Something similar happens to companies
They also issue bonds.
When trillion-dollar deficits force the government to attract new investors with higher bond yields, guess who also has to raise payouts to keep up?
Even small increases in bond yields would make it harder for companies to attract capital, blunting investment.
But big jumps in the bond market could leave some businesses underwater, unable to cover their existing debts and short on the cash needed for daily operations.
Stocks: another risk
Our already-wobbling stock market — the Dow fell more than 1,000 points Thursday — is another potential victim of government deficits.
Because if bond yields do rise as a result of increased government borrowing, investors will take note, shifting more of their money out of stocks and into corporate or government bonds.
After all, who needs the risk and volatility that come with investing in stocks when you can get decent-paying, generally stable returns on bonds?
Should that shift actually occur, it would drain demand from the stock market and push share prices even lower.
Investors may start avoiding government bonds
At some point, they may start refusing to buy government bonds altogether, out of concern that the United States will never cover its debts.
That would trigger a full-blown debt crisis, leaving the government unable to finance its operations.
The mere fact that the United States has its own currency makes this less likely, because we can always print dollars as needed.
But if a debt crisis did erupt, it could destabilize the entire economy, driving up interest rates while forcing the government to rapidly reduce deficits with either massive tax increases or sudden spending cuts.
What about the next recession?
Among all the risks that come with rising government deficits, the one that seems most urgent is lack of readiness for the next recession.
When the last recession hit, we fought back on two fronts: The Federal Reserve cut interest rates by 5 percentage points to encourage borrowing, and Congress passed an $800 billion stimulus package to boost overall spending.

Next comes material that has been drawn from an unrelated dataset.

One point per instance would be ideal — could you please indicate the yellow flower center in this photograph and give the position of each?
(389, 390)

Both tricks will be a lot harder to pull off next time, since interest rates aren’t high enough to allow for a 5 percent cut, while large-scale stimulus could push the deficit to truly unprecedented levels. We are, as a consequence, much more economically vulnerable.
So much for the blasé attitude toward deficits. But if reading through this list has you sweating, the good news is these fears may still be overblown; the United States has been running regular deficits for 15 years, with little impact thus far. Still, it might be nice if more D.C. lawmakers were taking such concerns seriously.